ロッテのドラフト2位ルーキー・佐藤都志也捕手(22=東洋大)が開幕一軍切符に並々ならぬ意欲を燃やしている。

「まずはどんな形でもいい。開幕は一軍にいたい」と春季キャンプ中から口ぐせのように語っていた佐藤。田村、柿沼らとチームの正捕手の座を争う大卒ルーキーは3月のオープン戦でも持ち味の打撃と好リードで首脳陣に猛アピールを続けた。コロナ禍で開幕の見通しは立たないものの、現状を維持すれば目標の一軍スタートも夢ではない。

 そんな佐藤が一軍にこだわる理由はプロでの活躍もさることながら、ある人に自身の成長した姿を披露したい思いもある。母校・東洋大の1学年先輩で現在DeNAの先発として活躍する上茶谷大河投手(23)だ。

「大学時代からバッテリーを組んでいたんですが、上茶谷さんはプロ1年目から先発として活躍された。

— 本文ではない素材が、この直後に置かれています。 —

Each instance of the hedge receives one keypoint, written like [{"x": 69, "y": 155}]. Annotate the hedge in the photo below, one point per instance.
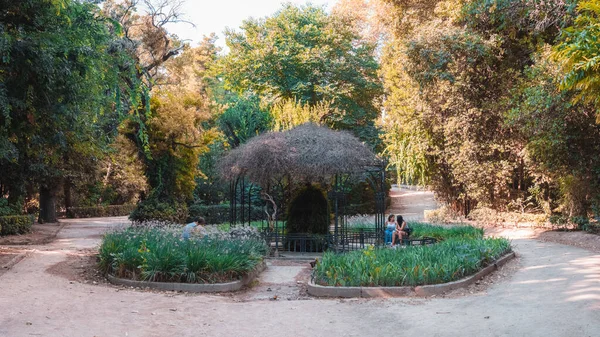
[
  {"x": 15, "y": 224},
  {"x": 218, "y": 214},
  {"x": 99, "y": 211}
]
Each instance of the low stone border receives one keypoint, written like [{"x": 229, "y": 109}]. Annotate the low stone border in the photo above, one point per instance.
[
  {"x": 426, "y": 290},
  {"x": 192, "y": 287}
]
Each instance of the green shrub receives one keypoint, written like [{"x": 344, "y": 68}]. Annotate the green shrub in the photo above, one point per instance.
[
  {"x": 152, "y": 211},
  {"x": 308, "y": 212},
  {"x": 490, "y": 216},
  {"x": 593, "y": 227},
  {"x": 6, "y": 209},
  {"x": 218, "y": 214},
  {"x": 415, "y": 265},
  {"x": 161, "y": 255},
  {"x": 99, "y": 211},
  {"x": 15, "y": 224}
]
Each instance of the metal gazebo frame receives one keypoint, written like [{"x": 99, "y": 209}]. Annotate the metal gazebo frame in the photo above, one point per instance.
[{"x": 244, "y": 210}]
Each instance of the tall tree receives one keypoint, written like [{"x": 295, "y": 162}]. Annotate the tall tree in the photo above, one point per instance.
[
  {"x": 58, "y": 85},
  {"x": 579, "y": 53}
]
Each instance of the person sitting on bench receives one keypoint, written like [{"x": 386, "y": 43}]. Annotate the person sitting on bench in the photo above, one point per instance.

そんな先輩が1年でどれぐらい成長されたのかを見たいし、逆に自分も見せたいので。大学時代に先輩には、自分のミスで迷惑をかけたこともありましたからね」(佐藤)

 佐藤には上茶谷への苦い記憶がある。バッテリーを組んだある試合でのこと。上茶谷が好投していたにもかかわらず、佐藤が相手走者の二盗を次々と許した。これに上茶谷が激怒。佐藤は駆け寄ったマウンドで凍りついたという。

「その時は上茶谷さんに鬼の形相で怒られまして(苦笑)。後にも先にもあの時ほど落ち込んだことはない。でもその一件があって以来、走者への警戒には細心の注意を払うようになりましたから。今はいい経験だと思って感謝しているぐらい。その気持ちもあり、プロでは自分の成長した姿を見せたいんです」(佐藤)

 当の上茶谷もこの“激怒事件”は鮮明に覚えている。それでも佐藤の潜在能力を高く評価する右腕は、大学時代の女房役をこう警戒している。

「都志也には当時怒りましたが、それ以外の時はむしろ自分が助けられたことの方が多い。大学時代からプロで通用すると感じていましたから。それに今は敵ですし、いつまでも僕が先輩ヅラしていると、今度は僕の方が対戦した時に痛い目に遭う。これから都志也には優しく接していかないといけませんね(笑い)」

 すでに2人は3月上旬の二軍戦で直接対決が実現。佐藤が適時打を放ち存在感を見せた。開幕延期で今季の交流戦はなくなってしまったが、次なる直接対決の場が楽しみだ。